The controversial scheme, which allowed Sri Lankan migrant workers to import electric vehicles, granted the exemption to 510 vehicles, raising questions about the effectiveness and oversight of the programme.
Launched in 2022 by the Ministry of Labour and Foreign Employment, the initiative was designed to incentivise remittances from Sri Lankan workers abroad by encouraging them to import electric vehicles.
According to the audit report, the scheme issued a total of 1,077 permits between September 2022 and June 2024. However, 77 of these permits were later cancelled, and only 510 of the permit holders proceeded with importing vehicles.
The report further indicates that by June 2024, only 375 of the imported vehicles had been successfully registered with the Department of Motor Traffic.
During this period, the scheme facilitated foreign remittances amounting to approximately US$ 121.5 million, while US$ 24.1 million was spent on the importation of the vehicles.
One of the key findings of the audit was the identification of significant lapses in internal controls and irregularities in the permit issuance process.
Several administrative procedures, including the acceptance and verification of applications, as well as the issuance and cancellation of permits, were handled unethically by some officials within the Ministry.
The audit also highlighted that the Ministry had failed to ensure compliance with the necessary eligibility criteria for the permit holders.
For example, permits were issued to four individuals whose foreign employment status could not be verified.
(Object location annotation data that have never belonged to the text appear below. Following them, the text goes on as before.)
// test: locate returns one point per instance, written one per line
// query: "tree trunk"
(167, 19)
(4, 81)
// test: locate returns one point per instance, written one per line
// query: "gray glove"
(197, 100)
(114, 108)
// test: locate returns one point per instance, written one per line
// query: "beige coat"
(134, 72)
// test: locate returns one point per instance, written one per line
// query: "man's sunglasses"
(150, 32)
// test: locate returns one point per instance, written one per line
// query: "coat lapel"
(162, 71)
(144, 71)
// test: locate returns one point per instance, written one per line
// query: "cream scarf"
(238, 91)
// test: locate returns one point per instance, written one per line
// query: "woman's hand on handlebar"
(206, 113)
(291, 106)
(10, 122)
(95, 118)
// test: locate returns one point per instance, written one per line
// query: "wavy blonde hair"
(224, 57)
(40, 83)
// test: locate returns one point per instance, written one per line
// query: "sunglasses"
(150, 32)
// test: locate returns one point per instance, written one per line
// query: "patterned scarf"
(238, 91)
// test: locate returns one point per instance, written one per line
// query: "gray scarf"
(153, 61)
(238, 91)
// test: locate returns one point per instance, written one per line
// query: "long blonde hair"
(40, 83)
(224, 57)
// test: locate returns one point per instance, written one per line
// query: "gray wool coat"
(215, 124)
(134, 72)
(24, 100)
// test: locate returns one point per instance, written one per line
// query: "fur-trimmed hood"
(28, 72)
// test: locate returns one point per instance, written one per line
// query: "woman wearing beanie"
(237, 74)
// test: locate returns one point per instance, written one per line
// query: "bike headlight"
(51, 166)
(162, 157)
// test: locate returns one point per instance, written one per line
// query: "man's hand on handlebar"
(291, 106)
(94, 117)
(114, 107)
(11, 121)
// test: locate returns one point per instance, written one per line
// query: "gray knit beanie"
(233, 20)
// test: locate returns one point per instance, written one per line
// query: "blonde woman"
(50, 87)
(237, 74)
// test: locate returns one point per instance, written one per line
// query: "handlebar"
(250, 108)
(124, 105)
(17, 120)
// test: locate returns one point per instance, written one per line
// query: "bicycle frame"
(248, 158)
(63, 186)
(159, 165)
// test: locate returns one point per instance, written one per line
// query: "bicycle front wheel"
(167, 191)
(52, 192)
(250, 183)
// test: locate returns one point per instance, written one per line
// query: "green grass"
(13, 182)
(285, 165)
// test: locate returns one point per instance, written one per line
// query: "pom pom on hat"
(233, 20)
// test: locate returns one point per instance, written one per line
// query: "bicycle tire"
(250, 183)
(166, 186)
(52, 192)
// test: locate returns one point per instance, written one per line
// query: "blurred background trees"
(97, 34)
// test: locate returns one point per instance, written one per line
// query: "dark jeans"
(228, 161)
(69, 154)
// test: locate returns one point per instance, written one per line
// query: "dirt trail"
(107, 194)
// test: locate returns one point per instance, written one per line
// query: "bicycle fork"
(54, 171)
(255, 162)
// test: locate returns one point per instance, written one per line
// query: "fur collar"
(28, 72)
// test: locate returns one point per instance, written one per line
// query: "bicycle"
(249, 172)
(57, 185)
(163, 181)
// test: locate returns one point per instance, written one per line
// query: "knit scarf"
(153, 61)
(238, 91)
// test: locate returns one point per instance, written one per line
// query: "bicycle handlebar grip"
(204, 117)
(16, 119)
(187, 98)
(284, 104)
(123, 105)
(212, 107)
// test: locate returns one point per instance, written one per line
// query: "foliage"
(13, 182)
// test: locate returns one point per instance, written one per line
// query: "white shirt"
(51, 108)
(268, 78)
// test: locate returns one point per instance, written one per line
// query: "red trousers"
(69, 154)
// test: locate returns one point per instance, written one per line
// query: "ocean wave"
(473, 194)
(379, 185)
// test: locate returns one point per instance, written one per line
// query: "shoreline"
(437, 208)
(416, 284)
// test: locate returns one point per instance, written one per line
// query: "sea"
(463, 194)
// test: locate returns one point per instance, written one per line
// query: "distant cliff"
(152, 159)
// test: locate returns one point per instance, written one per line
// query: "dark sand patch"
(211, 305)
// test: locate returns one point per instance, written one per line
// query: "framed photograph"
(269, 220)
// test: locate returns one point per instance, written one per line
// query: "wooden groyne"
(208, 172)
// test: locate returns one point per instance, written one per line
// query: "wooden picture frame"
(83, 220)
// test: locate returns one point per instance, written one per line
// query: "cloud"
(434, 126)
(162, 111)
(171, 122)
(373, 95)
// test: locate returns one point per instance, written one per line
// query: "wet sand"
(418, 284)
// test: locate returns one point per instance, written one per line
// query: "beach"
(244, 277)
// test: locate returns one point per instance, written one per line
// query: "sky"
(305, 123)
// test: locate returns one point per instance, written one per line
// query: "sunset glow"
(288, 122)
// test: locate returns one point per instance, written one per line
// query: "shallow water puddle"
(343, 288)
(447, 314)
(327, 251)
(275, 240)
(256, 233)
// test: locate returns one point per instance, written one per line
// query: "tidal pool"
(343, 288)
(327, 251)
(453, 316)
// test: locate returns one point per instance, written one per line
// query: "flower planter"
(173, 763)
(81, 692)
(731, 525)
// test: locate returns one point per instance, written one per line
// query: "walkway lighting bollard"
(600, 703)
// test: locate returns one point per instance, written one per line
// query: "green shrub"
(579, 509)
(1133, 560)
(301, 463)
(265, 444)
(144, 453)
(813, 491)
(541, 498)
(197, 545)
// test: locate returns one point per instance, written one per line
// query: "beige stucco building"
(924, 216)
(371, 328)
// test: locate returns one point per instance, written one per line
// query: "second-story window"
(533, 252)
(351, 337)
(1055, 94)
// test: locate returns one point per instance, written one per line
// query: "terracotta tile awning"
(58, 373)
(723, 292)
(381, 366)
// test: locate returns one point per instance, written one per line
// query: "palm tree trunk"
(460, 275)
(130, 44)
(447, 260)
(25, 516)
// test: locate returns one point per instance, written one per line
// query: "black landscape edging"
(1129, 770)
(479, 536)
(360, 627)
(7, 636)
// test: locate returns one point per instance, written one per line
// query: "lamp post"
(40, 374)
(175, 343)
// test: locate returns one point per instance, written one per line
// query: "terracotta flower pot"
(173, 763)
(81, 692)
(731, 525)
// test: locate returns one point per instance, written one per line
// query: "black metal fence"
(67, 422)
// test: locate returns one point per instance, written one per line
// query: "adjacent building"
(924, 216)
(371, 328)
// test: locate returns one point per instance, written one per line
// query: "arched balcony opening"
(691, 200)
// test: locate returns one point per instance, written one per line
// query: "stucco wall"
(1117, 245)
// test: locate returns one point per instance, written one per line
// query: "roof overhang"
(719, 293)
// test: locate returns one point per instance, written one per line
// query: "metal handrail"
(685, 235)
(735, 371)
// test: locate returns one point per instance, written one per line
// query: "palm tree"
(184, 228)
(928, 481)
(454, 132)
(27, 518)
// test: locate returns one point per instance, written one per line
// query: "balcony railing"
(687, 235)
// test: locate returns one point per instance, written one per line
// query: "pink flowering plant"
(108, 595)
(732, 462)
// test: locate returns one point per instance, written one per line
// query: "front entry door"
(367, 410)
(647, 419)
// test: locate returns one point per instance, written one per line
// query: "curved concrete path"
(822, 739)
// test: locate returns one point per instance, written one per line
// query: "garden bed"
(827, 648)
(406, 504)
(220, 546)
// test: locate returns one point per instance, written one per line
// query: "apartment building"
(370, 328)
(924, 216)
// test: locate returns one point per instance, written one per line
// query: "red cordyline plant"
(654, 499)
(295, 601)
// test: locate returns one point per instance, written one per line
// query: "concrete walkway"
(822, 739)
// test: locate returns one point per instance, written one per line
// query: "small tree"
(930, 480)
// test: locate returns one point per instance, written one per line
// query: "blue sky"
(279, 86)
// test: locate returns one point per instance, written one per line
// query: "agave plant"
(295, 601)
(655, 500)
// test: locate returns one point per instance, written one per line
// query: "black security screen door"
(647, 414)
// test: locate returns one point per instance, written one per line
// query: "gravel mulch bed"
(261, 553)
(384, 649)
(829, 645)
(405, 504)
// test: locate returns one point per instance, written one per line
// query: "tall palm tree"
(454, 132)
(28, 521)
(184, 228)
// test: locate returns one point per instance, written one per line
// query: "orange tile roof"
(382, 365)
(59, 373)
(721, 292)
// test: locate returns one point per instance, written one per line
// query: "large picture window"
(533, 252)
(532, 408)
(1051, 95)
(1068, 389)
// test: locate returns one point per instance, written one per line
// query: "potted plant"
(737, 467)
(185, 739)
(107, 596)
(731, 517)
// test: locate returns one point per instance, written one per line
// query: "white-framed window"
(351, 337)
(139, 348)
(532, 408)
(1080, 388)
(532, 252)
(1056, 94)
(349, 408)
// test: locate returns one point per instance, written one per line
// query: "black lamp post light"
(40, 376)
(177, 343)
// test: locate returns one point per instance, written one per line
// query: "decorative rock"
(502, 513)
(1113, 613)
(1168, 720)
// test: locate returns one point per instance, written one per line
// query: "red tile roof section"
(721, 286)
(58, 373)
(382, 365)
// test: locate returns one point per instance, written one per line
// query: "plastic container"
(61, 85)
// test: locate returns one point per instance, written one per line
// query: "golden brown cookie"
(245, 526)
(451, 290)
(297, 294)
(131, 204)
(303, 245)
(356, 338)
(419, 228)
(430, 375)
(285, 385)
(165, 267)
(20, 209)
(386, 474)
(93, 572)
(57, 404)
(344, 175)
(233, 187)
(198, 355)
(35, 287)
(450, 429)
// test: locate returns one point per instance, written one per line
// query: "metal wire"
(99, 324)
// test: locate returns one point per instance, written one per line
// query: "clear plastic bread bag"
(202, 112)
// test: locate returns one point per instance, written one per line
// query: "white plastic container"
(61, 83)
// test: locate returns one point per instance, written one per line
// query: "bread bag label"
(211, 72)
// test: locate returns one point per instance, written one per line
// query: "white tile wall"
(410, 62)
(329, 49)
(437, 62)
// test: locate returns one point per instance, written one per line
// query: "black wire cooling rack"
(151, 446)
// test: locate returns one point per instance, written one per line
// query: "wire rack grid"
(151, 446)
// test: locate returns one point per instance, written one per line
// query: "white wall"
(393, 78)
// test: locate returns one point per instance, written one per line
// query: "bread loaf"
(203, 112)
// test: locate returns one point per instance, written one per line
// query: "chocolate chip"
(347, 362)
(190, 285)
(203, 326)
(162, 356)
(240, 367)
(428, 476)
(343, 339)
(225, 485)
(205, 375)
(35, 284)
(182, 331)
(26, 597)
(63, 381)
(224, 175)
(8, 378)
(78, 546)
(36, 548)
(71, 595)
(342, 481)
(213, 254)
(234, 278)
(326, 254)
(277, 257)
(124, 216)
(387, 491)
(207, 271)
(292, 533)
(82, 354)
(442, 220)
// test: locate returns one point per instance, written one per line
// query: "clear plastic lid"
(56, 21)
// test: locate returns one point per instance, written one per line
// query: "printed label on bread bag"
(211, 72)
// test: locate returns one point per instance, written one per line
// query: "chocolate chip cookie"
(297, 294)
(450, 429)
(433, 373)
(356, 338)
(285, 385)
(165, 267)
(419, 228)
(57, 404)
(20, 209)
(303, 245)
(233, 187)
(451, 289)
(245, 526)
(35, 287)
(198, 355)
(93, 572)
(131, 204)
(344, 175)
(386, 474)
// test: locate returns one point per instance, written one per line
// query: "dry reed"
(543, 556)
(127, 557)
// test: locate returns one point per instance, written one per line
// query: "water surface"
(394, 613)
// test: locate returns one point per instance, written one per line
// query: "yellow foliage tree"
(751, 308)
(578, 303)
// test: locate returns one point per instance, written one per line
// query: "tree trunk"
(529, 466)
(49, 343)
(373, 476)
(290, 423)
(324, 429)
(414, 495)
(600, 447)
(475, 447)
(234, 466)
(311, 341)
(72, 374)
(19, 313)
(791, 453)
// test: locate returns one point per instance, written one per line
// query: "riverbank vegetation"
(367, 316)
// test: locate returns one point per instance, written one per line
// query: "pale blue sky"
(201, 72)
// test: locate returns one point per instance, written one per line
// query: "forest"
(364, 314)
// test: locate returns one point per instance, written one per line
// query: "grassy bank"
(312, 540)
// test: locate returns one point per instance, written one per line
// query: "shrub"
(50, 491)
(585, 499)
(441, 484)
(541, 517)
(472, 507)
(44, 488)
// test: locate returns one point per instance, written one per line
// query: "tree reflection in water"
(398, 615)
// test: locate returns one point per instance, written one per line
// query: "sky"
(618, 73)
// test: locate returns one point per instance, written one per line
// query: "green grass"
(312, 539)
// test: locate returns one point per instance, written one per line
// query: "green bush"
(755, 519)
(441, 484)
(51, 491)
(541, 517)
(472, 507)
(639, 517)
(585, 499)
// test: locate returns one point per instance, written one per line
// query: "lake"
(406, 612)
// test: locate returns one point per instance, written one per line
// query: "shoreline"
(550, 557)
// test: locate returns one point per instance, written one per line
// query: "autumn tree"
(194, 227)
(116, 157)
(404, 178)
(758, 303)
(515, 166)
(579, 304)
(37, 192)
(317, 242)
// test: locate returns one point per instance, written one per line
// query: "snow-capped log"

Despite receiving US$ 445,942 in foreign remittances, the Ministry did not carry out the necessary checks to confirm the legality of these funds.
Additionally, the report pointed out that the criteria for the duration of foreign employment required for eligibility were not clearly defined in the official circulars.
This lack of clarity resulted in permits being granted to individuals with minimal overseas employment or those with sporadic foreign travel.
The audit also noted a lack of coordination between the Ministry and other key authorities, such as the Treasury’s Department of Trade and Investment Policy and the Controller of Imports and Exports, which led to further breaches in governance and accountability.
The audit report calls for greater transparency and stricter oversight to ensure that such schemes are properly managed and do not result in the misuse of government resources or policies.